Обсуждение: Encoding Problem

Поиск
Список
Период
Сортировка

Encoding Problem

От
Jerome Colombie
Дата:
Hi,

I'm using Postgresql since the first 8.0 version (Windows2000) and it
gets better with every new version. But one problem remains with the
jdbc driver: The encoding of umlaute is still wrong. This problem occurs
also in all pgAdmin III versions.
The psql client on the other hand works fine.
I tried different server encodings like sql_ascii or latin1 but I always
get these strange characters in pgAdmin III and with jdbc. I also tried
to specify the charSet property with the connection string in jdbc but
that didn't help.
Does anyone know how I can get the correct strings with umlaut (e.g.
ä,ö,ü) in java?
I thought this problem would be solved in the newer versions, but even
in rc2 the problem still exists.

Greetings, Jérôme

Re: Encoding Problem

От
Kris Jurka
Дата:

On Wed, 12 Jan 2005, Jerome Colombie wrote:

> I'm using Postgresql since the first 8.0 version (Windows2000) and it
> gets better with every new version. But one problem remains with the
> jdbc driver: The encoding of umlaute is still wrong. This problem occurs
> also in all pgAdmin III versions. The psql client on the other hand
> works fine. I tried different server encodings like sql_ascii or latin1
> but I always get these strange characters in pgAdmin III and with jdbc.

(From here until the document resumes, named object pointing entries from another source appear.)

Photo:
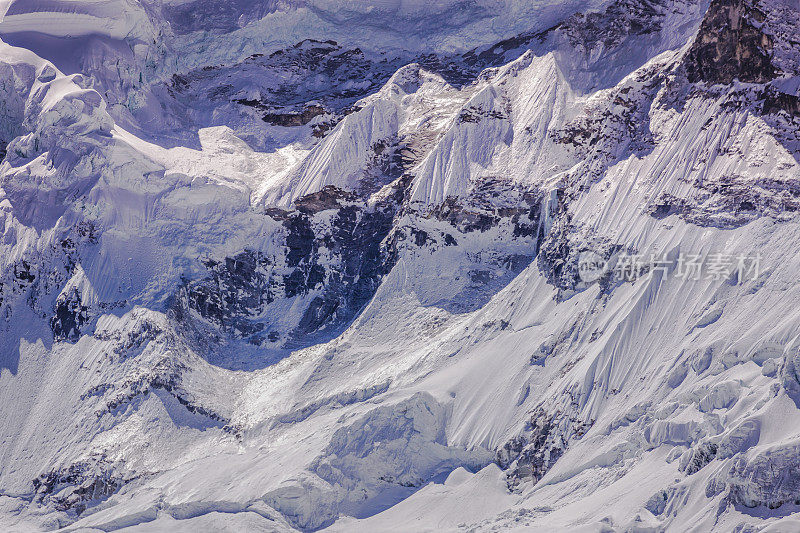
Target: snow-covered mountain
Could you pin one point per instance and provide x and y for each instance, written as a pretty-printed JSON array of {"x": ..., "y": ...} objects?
[{"x": 484, "y": 265}]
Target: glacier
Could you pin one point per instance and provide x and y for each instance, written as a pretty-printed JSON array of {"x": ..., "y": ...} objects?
[{"x": 320, "y": 265}]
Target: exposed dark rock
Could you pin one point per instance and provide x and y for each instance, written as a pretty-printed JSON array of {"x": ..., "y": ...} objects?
[
  {"x": 544, "y": 440},
  {"x": 329, "y": 197},
  {"x": 238, "y": 292},
  {"x": 770, "y": 478},
  {"x": 731, "y": 45},
  {"x": 702, "y": 455},
  {"x": 775, "y": 102},
  {"x": 69, "y": 317},
  {"x": 78, "y": 486},
  {"x": 301, "y": 118}
]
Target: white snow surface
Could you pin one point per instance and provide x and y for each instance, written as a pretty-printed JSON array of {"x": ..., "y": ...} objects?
[{"x": 399, "y": 423}]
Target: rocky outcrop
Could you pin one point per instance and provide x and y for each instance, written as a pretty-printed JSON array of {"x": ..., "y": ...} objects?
[
  {"x": 731, "y": 45},
  {"x": 541, "y": 444}
]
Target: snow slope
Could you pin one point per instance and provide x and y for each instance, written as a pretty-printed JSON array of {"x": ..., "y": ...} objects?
[{"x": 363, "y": 308}]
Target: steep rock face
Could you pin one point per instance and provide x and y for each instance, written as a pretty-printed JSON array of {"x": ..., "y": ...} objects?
[
  {"x": 731, "y": 45},
  {"x": 418, "y": 275},
  {"x": 331, "y": 259}
]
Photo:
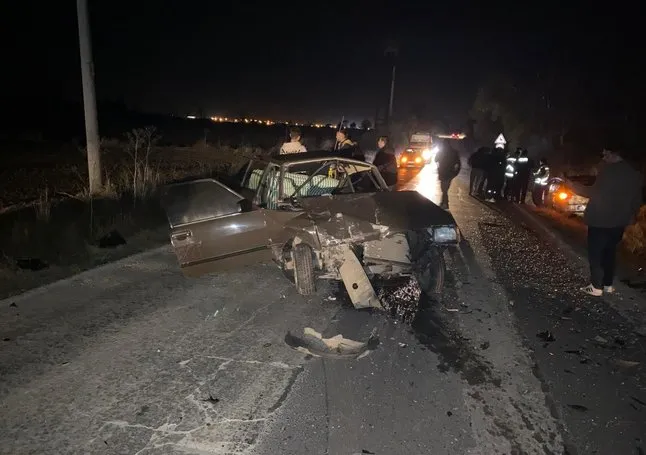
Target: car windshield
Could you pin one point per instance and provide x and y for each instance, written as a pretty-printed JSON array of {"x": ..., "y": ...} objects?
[
  {"x": 587, "y": 180},
  {"x": 327, "y": 177}
]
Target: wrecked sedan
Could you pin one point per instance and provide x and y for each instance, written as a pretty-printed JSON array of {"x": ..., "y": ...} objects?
[{"x": 318, "y": 216}]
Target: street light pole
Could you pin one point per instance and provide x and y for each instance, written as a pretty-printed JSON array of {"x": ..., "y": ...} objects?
[
  {"x": 391, "y": 51},
  {"x": 89, "y": 99}
]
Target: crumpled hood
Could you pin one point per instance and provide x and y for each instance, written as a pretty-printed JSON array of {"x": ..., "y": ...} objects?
[{"x": 399, "y": 210}]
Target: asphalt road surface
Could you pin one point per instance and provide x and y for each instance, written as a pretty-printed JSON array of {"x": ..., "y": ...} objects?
[{"x": 132, "y": 358}]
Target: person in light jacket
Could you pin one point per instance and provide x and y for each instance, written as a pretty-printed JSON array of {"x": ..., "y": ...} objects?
[
  {"x": 294, "y": 145},
  {"x": 614, "y": 201}
]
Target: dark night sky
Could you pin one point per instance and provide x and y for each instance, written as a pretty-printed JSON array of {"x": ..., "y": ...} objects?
[{"x": 309, "y": 62}]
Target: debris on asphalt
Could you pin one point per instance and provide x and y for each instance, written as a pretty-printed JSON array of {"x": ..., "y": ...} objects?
[
  {"x": 33, "y": 264},
  {"x": 625, "y": 363},
  {"x": 212, "y": 400},
  {"x": 546, "y": 336},
  {"x": 600, "y": 340},
  {"x": 112, "y": 239},
  {"x": 313, "y": 343},
  {"x": 578, "y": 407}
]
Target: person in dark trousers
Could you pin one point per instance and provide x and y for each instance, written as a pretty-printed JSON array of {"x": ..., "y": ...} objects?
[
  {"x": 495, "y": 175},
  {"x": 614, "y": 201},
  {"x": 386, "y": 161},
  {"x": 449, "y": 165},
  {"x": 523, "y": 173},
  {"x": 541, "y": 176},
  {"x": 477, "y": 162},
  {"x": 510, "y": 175},
  {"x": 346, "y": 148}
]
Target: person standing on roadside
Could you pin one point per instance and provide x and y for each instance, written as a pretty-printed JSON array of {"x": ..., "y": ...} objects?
[
  {"x": 510, "y": 175},
  {"x": 294, "y": 145},
  {"x": 523, "y": 173},
  {"x": 346, "y": 148},
  {"x": 386, "y": 161},
  {"x": 614, "y": 201},
  {"x": 495, "y": 175},
  {"x": 449, "y": 165}
]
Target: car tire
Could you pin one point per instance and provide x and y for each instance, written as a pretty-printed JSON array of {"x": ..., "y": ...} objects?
[
  {"x": 303, "y": 269},
  {"x": 432, "y": 273}
]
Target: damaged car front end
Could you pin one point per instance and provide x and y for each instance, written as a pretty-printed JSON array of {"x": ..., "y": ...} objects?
[{"x": 318, "y": 217}]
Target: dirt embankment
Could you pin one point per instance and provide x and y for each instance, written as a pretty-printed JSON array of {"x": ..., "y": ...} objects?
[{"x": 54, "y": 229}]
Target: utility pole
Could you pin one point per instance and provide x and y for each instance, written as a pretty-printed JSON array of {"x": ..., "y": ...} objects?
[
  {"x": 392, "y": 93},
  {"x": 89, "y": 100},
  {"x": 392, "y": 51}
]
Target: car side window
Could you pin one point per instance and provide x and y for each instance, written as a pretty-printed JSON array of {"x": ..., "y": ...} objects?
[
  {"x": 267, "y": 194},
  {"x": 200, "y": 200}
]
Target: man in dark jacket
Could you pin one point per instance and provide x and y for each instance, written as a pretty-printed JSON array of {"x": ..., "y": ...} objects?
[
  {"x": 386, "y": 161},
  {"x": 477, "y": 162},
  {"x": 523, "y": 172},
  {"x": 614, "y": 200},
  {"x": 346, "y": 148},
  {"x": 449, "y": 165},
  {"x": 495, "y": 175}
]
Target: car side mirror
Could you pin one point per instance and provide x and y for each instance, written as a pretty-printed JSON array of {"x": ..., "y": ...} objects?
[{"x": 245, "y": 205}]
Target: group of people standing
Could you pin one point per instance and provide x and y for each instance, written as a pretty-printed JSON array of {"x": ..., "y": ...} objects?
[
  {"x": 499, "y": 174},
  {"x": 384, "y": 159}
]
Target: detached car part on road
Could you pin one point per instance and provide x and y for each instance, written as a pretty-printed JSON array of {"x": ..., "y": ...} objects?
[
  {"x": 557, "y": 194},
  {"x": 318, "y": 217}
]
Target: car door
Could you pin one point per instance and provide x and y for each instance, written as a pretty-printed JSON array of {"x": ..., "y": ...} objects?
[{"x": 213, "y": 228}]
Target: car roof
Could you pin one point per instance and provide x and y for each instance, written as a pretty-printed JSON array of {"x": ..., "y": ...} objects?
[{"x": 313, "y": 156}]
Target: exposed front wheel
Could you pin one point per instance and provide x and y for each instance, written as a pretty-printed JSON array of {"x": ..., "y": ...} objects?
[{"x": 303, "y": 269}]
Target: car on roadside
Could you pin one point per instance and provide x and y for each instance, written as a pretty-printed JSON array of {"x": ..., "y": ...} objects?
[
  {"x": 317, "y": 216},
  {"x": 560, "y": 196}
]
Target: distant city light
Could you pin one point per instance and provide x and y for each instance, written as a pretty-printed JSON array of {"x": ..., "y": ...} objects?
[{"x": 218, "y": 119}]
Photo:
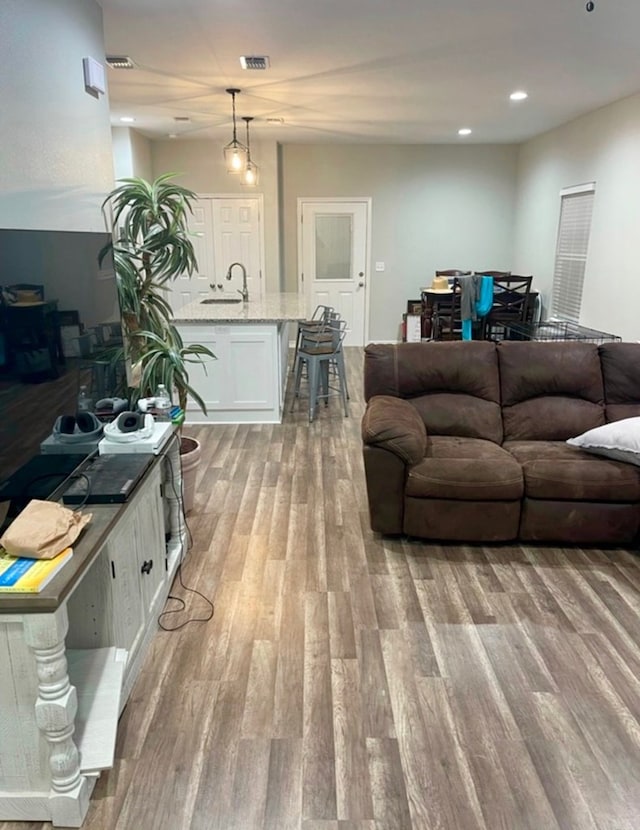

Note that pgadmin and jdbc are completely separate, so I can only speak
for the java side of things.  For the pg jdbc driver you cannot use a
database with sql_ascii encoding.  You must use a real encoding, latin1
should be fine.

> I also tried to specify the charSet property with the connection string
> in jdbc but that didn't help.

If you read the documentation to find the charSet property you should have
also seen the note that said this is completely ignored for server
versions >= 7.3.

> Does anyone know how I can get the correct strings with umlaut (e.g.
> ä,ö,ü) in java? I thought this problem would be solved in the newer
> versions, but even in rc2 the problem still exists.
>

I have no reason to believe there is a problem with the server/jdbc
encoding handling.  I would suspect the problem is related to how you are
trying to enter/display these values.  If you can reproduce this problem
with a standalone Java program that runs against a non sql-ascii database
and does direct string comparisons (doesn't rely on things like
System.out.println), then please post such a program here.

Kris Jurka

Re: Encoding Problem

От
Oliver Jowett
Дата:
Jerome Colombie wrote:

> I tried different server encodings like sql_ascii or latin1 but I always
> get these strange characters in pgAdmin III and with jdbc. I also tried
> to specify the charSet property with the connection string in jdbc but
> that didn't help.
> Does anyone know how I can get the correct strings with umlaut (e.g.
> ä,ö,ü) in java?
> I thought this problem would be solved in the newer versions, but even
> in rc2 the problem still exists.

It should "just work" when using a server encoding of LATIN1 (I assume
you can represent umlaut-ed characters in LATIN1?) or UNICODE.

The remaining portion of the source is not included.